Eclipse is one of the biggest open source initiatives today. It houses a lot of projects, several of which depend on each other. Each year they ship a simultaneous release, named after a Jupiter moon, and this year, it’s called: Helios.
A nice new addition is the Eclipse Marketplace Client (EMC). This connects to the Eclipse Marketplace web site, and provides a nice integrated experience for installing and updating third party plug-ins. Note that the web site has some additional categories, like “training and consulting”, which also features your favorite company. For now, Eclipse Helios features are not hosted on Marketplace though, so you still need the trusted update sites/dropins for that, which feels a bit weird. Also, if you are an Eclipse old-timer like me who always downloads the Classic edition, you need to install the EMC manually, it’s not in there out of the box.
Interesting to watch will be the Mylyn “ALM” initiative, which expands Mylyn to build management among other areas. This may turn into a lightweight version of tooling like Microsoft Team System or IBM “Jazz” Team Concert. I still did not find anything to try besides the announcement though, this month the Mylyn team provides more information on Eclipse Live.

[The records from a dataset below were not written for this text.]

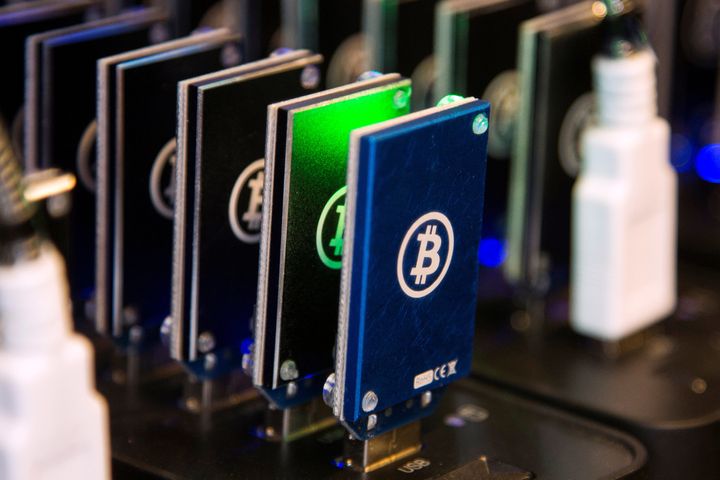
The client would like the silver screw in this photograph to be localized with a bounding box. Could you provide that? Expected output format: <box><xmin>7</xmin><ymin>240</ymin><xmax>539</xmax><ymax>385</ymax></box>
<box><xmin>287</xmin><ymin>382</ymin><xmax>297</xmax><ymax>398</ymax></box>
<box><xmin>242</xmin><ymin>347</ymin><xmax>254</xmax><ymax>377</ymax></box>
<box><xmin>362</xmin><ymin>390</ymin><xmax>379</xmax><ymax>412</ymax></box>
<box><xmin>128</xmin><ymin>325</ymin><xmax>143</xmax><ymax>345</ymax></box>
<box><xmin>473</xmin><ymin>113</ymin><xmax>490</xmax><ymax>135</ymax></box>
<box><xmin>280</xmin><ymin>360</ymin><xmax>300</xmax><ymax>382</ymax></box>
<box><xmin>47</xmin><ymin>193</ymin><xmax>72</xmax><ymax>218</ymax></box>
<box><xmin>204</xmin><ymin>353</ymin><xmax>217</xmax><ymax>370</ymax></box>
<box><xmin>160</xmin><ymin>315</ymin><xmax>172</xmax><ymax>345</ymax></box>
<box><xmin>355</xmin><ymin>70</ymin><xmax>382</xmax><ymax>82</ymax></box>
<box><xmin>197</xmin><ymin>332</ymin><xmax>215</xmax><ymax>353</ymax></box>
<box><xmin>123</xmin><ymin>306</ymin><xmax>140</xmax><ymax>326</ymax></box>
<box><xmin>393</xmin><ymin>90</ymin><xmax>410</xmax><ymax>108</ymax></box>
<box><xmin>220</xmin><ymin>43</ymin><xmax>242</xmax><ymax>67</ymax></box>
<box><xmin>300</xmin><ymin>65</ymin><xmax>320</xmax><ymax>90</ymax></box>
<box><xmin>323</xmin><ymin>373</ymin><xmax>335</xmax><ymax>408</ymax></box>
<box><xmin>420</xmin><ymin>390</ymin><xmax>432</xmax><ymax>408</ymax></box>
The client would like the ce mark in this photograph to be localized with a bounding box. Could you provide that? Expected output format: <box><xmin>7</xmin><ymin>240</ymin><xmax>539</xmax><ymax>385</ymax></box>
<box><xmin>433</xmin><ymin>360</ymin><xmax>457</xmax><ymax>382</ymax></box>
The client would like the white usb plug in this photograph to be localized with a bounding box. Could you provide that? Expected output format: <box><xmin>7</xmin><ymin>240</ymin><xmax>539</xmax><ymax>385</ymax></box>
<box><xmin>571</xmin><ymin>49</ymin><xmax>677</xmax><ymax>341</ymax></box>
<box><xmin>0</xmin><ymin>244</ymin><xmax>110</xmax><ymax>480</ymax></box>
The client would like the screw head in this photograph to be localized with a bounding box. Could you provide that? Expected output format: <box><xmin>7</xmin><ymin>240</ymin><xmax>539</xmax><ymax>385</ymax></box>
<box><xmin>355</xmin><ymin>70</ymin><xmax>382</xmax><ymax>82</ymax></box>
<box><xmin>393</xmin><ymin>90</ymin><xmax>410</xmax><ymax>109</ymax></box>
<box><xmin>300</xmin><ymin>65</ymin><xmax>320</xmax><ymax>90</ymax></box>
<box><xmin>123</xmin><ymin>305</ymin><xmax>140</xmax><ymax>327</ymax></box>
<box><xmin>368</xmin><ymin>413</ymin><xmax>377</xmax><ymax>430</ymax></box>
<box><xmin>203</xmin><ymin>353</ymin><xmax>217</xmax><ymax>370</ymax></box>
<box><xmin>287</xmin><ymin>382</ymin><xmax>297</xmax><ymax>398</ymax></box>
<box><xmin>128</xmin><ymin>325</ymin><xmax>143</xmax><ymax>345</ymax></box>
<box><xmin>473</xmin><ymin>113</ymin><xmax>490</xmax><ymax>135</ymax></box>
<box><xmin>160</xmin><ymin>315</ymin><xmax>172</xmax><ymax>345</ymax></box>
<box><xmin>362</xmin><ymin>390</ymin><xmax>379</xmax><ymax>412</ymax></box>
<box><xmin>436</xmin><ymin>94</ymin><xmax>465</xmax><ymax>107</ymax></box>
<box><xmin>323</xmin><ymin>373</ymin><xmax>335</xmax><ymax>408</ymax></box>
<box><xmin>241</xmin><ymin>353</ymin><xmax>254</xmax><ymax>377</ymax></box>
<box><xmin>197</xmin><ymin>332</ymin><xmax>215</xmax><ymax>353</ymax></box>
<box><xmin>280</xmin><ymin>360</ymin><xmax>300</xmax><ymax>382</ymax></box>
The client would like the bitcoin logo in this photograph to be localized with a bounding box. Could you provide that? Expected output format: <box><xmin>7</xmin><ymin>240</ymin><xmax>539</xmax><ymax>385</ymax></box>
<box><xmin>150</xmin><ymin>137</ymin><xmax>177</xmax><ymax>218</ymax></box>
<box><xmin>397</xmin><ymin>212</ymin><xmax>455</xmax><ymax>298</ymax></box>
<box><xmin>228</xmin><ymin>158</ymin><xmax>265</xmax><ymax>243</ymax></box>
<box><xmin>315</xmin><ymin>187</ymin><xmax>347</xmax><ymax>270</ymax></box>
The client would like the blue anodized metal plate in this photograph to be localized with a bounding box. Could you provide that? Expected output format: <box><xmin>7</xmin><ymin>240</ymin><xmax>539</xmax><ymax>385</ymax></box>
<box><xmin>334</xmin><ymin>99</ymin><xmax>489</xmax><ymax>438</ymax></box>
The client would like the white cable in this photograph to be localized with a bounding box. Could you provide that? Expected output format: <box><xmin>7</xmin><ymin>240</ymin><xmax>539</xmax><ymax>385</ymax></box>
<box><xmin>0</xmin><ymin>245</ymin><xmax>110</xmax><ymax>480</ymax></box>
<box><xmin>571</xmin><ymin>51</ymin><xmax>677</xmax><ymax>341</ymax></box>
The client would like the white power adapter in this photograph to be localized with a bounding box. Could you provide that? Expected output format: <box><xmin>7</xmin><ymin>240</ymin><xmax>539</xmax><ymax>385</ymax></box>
<box><xmin>0</xmin><ymin>245</ymin><xmax>110</xmax><ymax>480</ymax></box>
<box><xmin>570</xmin><ymin>50</ymin><xmax>677</xmax><ymax>341</ymax></box>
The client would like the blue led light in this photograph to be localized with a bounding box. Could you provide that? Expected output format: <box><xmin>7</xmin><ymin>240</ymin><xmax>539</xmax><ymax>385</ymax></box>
<box><xmin>240</xmin><ymin>338</ymin><xmax>253</xmax><ymax>354</ymax></box>
<box><xmin>670</xmin><ymin>133</ymin><xmax>693</xmax><ymax>173</ymax></box>
<box><xmin>478</xmin><ymin>237</ymin><xmax>507</xmax><ymax>268</ymax></box>
<box><xmin>695</xmin><ymin>143</ymin><xmax>720</xmax><ymax>183</ymax></box>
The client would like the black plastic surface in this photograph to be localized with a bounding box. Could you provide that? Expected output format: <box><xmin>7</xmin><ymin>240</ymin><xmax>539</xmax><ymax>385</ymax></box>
<box><xmin>474</xmin><ymin>262</ymin><xmax>720</xmax><ymax>480</ymax></box>
<box><xmin>100</xmin><ymin>368</ymin><xmax>646</xmax><ymax>480</ymax></box>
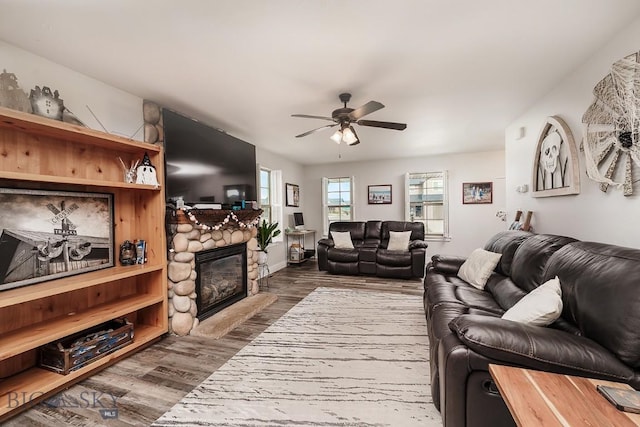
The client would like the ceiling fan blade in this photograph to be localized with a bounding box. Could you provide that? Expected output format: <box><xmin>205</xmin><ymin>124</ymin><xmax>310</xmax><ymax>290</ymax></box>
<box><xmin>349</xmin><ymin>101</ymin><xmax>384</xmax><ymax>122</ymax></box>
<box><xmin>291</xmin><ymin>114</ymin><xmax>333</xmax><ymax>121</ymax></box>
<box><xmin>356</xmin><ymin>120</ymin><xmax>407</xmax><ymax>130</ymax></box>
<box><xmin>296</xmin><ymin>123</ymin><xmax>338</xmax><ymax>138</ymax></box>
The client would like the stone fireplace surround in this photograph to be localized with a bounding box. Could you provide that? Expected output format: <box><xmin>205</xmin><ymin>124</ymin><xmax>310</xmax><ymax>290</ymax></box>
<box><xmin>167</xmin><ymin>209</ymin><xmax>262</xmax><ymax>336</ymax></box>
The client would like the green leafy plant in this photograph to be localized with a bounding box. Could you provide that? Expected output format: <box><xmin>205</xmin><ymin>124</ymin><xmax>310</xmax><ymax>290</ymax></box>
<box><xmin>256</xmin><ymin>219</ymin><xmax>280</xmax><ymax>253</ymax></box>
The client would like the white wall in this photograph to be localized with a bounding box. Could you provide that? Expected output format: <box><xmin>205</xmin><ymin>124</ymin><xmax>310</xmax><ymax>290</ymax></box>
<box><xmin>505</xmin><ymin>19</ymin><xmax>640</xmax><ymax>247</ymax></box>
<box><xmin>301</xmin><ymin>151</ymin><xmax>507</xmax><ymax>256</ymax></box>
<box><xmin>0</xmin><ymin>41</ymin><xmax>144</xmax><ymax>140</ymax></box>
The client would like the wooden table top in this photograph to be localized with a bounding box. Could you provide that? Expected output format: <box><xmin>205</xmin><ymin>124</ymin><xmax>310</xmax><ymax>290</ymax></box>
<box><xmin>489</xmin><ymin>365</ymin><xmax>640</xmax><ymax>427</ymax></box>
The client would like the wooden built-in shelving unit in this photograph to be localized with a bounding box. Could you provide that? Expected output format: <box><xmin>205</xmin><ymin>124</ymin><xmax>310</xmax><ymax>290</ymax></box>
<box><xmin>0</xmin><ymin>108</ymin><xmax>168</xmax><ymax>422</ymax></box>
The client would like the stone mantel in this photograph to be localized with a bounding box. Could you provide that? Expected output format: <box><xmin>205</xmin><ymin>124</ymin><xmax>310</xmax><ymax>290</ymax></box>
<box><xmin>167</xmin><ymin>209</ymin><xmax>262</xmax><ymax>227</ymax></box>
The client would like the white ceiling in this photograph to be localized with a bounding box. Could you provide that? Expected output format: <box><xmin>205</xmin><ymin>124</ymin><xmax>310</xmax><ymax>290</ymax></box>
<box><xmin>0</xmin><ymin>0</ymin><xmax>640</xmax><ymax>164</ymax></box>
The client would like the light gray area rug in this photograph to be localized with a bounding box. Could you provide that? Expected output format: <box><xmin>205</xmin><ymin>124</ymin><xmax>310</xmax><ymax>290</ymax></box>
<box><xmin>154</xmin><ymin>288</ymin><xmax>442</xmax><ymax>427</ymax></box>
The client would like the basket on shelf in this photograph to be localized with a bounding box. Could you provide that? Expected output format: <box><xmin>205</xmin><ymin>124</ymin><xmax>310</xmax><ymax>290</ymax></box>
<box><xmin>40</xmin><ymin>318</ymin><xmax>133</xmax><ymax>375</ymax></box>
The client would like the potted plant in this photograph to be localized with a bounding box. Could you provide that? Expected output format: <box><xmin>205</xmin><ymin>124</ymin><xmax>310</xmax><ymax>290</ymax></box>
<box><xmin>256</xmin><ymin>219</ymin><xmax>280</xmax><ymax>264</ymax></box>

Another exciting development is the new Eclipse Gemini and Virgo projects. These are developments around the “Enterprise OSGi” standards that are taking solid shape now. Basically, Gemini is about building blocks for standards support, while Virgo is based on the SpringSource DM server, which is basically an install-and-ready-to-go web container with tool support. OSGi really solves a ton of classpath problems and provides some powerful capabilities, I really hope in a couple of years this kind of technology will become the norm.
The Java IDE got some more polish, Windows 7 taskbar gizmos support, and some minor overall performance/scalability fixes makes this release feel again a bit better. Under the hood, JUnit support is refactored, which could make it easier for “test on save” tooling to integrate better. Definately a good release once again, be sure to upgrade as soon as your plug-ins allow it!